CA - Numa floresta nativa, é claro, tem mais biodiversidade. Mas não é verdade que a floresta plantada seja um deserto verde como se diz. Nela é possível se encontrar até 500 tipos diferentes de vida, seja insetos ou animais, e uma diversidade também riquíssima de plantas em seus sub-bosques. Se imaginarmos o consumo de água e floresta nativa, que é desmatada e assoreada para plantar capim e produzir um quilo de carne de boi lá na frente, a floresta plantada ganha um outro significado. Numa floresta de eucalipto, a água da chuva que cai não vai embora, infiltra totalmente e mantém o ciclo ecológico. O consumo de água de uma floresta plantada para produzir uma tonelada de madeira é infinitamente menor do que para produzir um quilo de carne de boi, da ordem de 15 metros cúbicos. Numa floresta plantada também não se usa irrigação, cujo consumo e desperdício de água é fantástico, inimaginável e não criticado pela opinião pública. Ou seja, quando olhamos o meio ambiente não podemos avaliá-lo só pela quantidade de fauna e flora, mas também pelo consumo de água, que é um dos itens mais preciosos e em falta na natureza do planeta e será caríssimo daqui a uns 30 anos.
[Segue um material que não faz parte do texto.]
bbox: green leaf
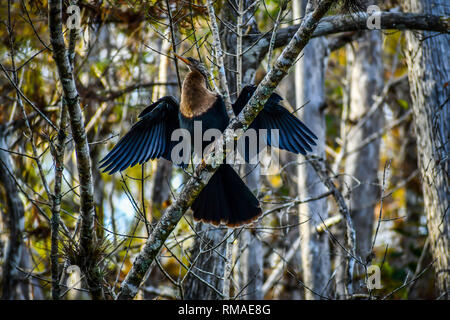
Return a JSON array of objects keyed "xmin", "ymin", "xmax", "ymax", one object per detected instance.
[{"xmin": 397, "ymin": 99, "xmax": 409, "ymax": 109}]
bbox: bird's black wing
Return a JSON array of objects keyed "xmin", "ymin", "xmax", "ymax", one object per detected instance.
[
  {"xmin": 99, "ymin": 96, "xmax": 179, "ymax": 174},
  {"xmin": 233, "ymin": 85, "xmax": 317, "ymax": 155}
]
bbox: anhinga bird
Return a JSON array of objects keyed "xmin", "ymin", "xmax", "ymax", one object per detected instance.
[{"xmin": 99, "ymin": 54, "xmax": 318, "ymax": 227}]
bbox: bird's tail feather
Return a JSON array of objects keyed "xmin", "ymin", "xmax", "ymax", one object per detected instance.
[{"xmin": 191, "ymin": 164, "xmax": 261, "ymax": 227}]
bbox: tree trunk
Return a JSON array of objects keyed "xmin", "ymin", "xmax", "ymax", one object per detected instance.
[
  {"xmin": 344, "ymin": 23, "xmax": 384, "ymax": 291},
  {"xmin": 150, "ymin": 39, "xmax": 175, "ymax": 222},
  {"xmin": 277, "ymin": 28, "xmax": 302, "ymax": 302},
  {"xmin": 0, "ymin": 127, "xmax": 27, "ymax": 299},
  {"xmin": 403, "ymin": 0, "xmax": 450, "ymax": 299},
  {"xmin": 143, "ymin": 38, "xmax": 176, "ymax": 300},
  {"xmin": 295, "ymin": 0, "xmax": 331, "ymax": 300},
  {"xmin": 48, "ymin": 2, "xmax": 98, "ymax": 298}
]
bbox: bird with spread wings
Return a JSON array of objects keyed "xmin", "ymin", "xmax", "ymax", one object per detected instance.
[{"xmin": 99, "ymin": 54, "xmax": 317, "ymax": 227}]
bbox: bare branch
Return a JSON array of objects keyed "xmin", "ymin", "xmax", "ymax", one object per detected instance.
[{"xmin": 256, "ymin": 11, "xmax": 450, "ymax": 56}]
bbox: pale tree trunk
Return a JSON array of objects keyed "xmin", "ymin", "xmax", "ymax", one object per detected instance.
[
  {"xmin": 403, "ymin": 0, "xmax": 450, "ymax": 299},
  {"xmin": 0, "ymin": 131, "xmax": 45, "ymax": 300},
  {"xmin": 276, "ymin": 11, "xmax": 302, "ymax": 297},
  {"xmin": 397, "ymin": 116, "xmax": 430, "ymax": 298},
  {"xmin": 85, "ymin": 24, "xmax": 109, "ymax": 240},
  {"xmin": 278, "ymin": 73, "xmax": 303, "ymax": 300},
  {"xmin": 342, "ymin": 16, "xmax": 384, "ymax": 292},
  {"xmin": 150, "ymin": 39, "xmax": 175, "ymax": 221},
  {"xmin": 0, "ymin": 127, "xmax": 26, "ymax": 300},
  {"xmin": 0, "ymin": 127, "xmax": 36, "ymax": 299},
  {"xmin": 295, "ymin": 0, "xmax": 331, "ymax": 299},
  {"xmin": 143, "ymin": 38, "xmax": 176, "ymax": 300}
]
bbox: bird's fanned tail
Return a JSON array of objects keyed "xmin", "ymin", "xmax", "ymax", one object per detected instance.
[{"xmin": 191, "ymin": 164, "xmax": 261, "ymax": 227}]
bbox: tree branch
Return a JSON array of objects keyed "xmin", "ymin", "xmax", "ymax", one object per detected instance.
[
  {"xmin": 50, "ymin": 20, "xmax": 78, "ymax": 300},
  {"xmin": 254, "ymin": 11, "xmax": 449, "ymax": 58},
  {"xmin": 48, "ymin": 0, "xmax": 98, "ymax": 297}
]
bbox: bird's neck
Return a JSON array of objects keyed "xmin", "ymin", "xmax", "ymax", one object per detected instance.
[{"xmin": 180, "ymin": 70, "xmax": 217, "ymax": 118}]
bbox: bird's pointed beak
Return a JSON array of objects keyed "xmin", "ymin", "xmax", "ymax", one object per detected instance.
[{"xmin": 173, "ymin": 52, "xmax": 190, "ymax": 65}]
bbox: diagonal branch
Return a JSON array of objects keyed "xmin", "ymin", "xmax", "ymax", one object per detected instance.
[{"xmin": 117, "ymin": 0, "xmax": 340, "ymax": 300}]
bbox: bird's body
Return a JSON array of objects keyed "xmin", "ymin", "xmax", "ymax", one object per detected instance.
[
  {"xmin": 179, "ymin": 68, "xmax": 229, "ymax": 152},
  {"xmin": 100, "ymin": 55, "xmax": 318, "ymax": 227}
]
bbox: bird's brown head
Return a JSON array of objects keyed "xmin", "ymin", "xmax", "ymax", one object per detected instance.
[{"xmin": 174, "ymin": 53, "xmax": 208, "ymax": 79}]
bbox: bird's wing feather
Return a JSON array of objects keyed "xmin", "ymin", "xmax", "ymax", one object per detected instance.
[
  {"xmin": 232, "ymin": 85, "xmax": 317, "ymax": 155},
  {"xmin": 99, "ymin": 96, "xmax": 179, "ymax": 174}
]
JB - O que o setor florestal brasileiro pode ganhar com o anunciado mercado internacional de crédito de carbono, incrementado agora pelo Protocolo de Kyoto?
CA - Já estamos com um primeiro projeto na bolsa de Chicago, tentando prever o que vai acontecer. Esse mercado ainda está muito desregulamentado, teórico e com o preço lá embaixo. Na verdade, os países poluidores do Primeiro Mundo querem ganhar esses créditos para aliviar o peso de consciência que têm, mas a preço de banana por parte de países como o nosso. Ainda é cedo. Não queremos nem vamos entregar o ouro. O Brasil tem de ir passo a passo, aprendendo a negociar e a valorizar a riqueza em seqüestro de carbono que temos com as suas florestas, nativas ou plantadas.
JB - Isso também passa pela necessidade da comunicação?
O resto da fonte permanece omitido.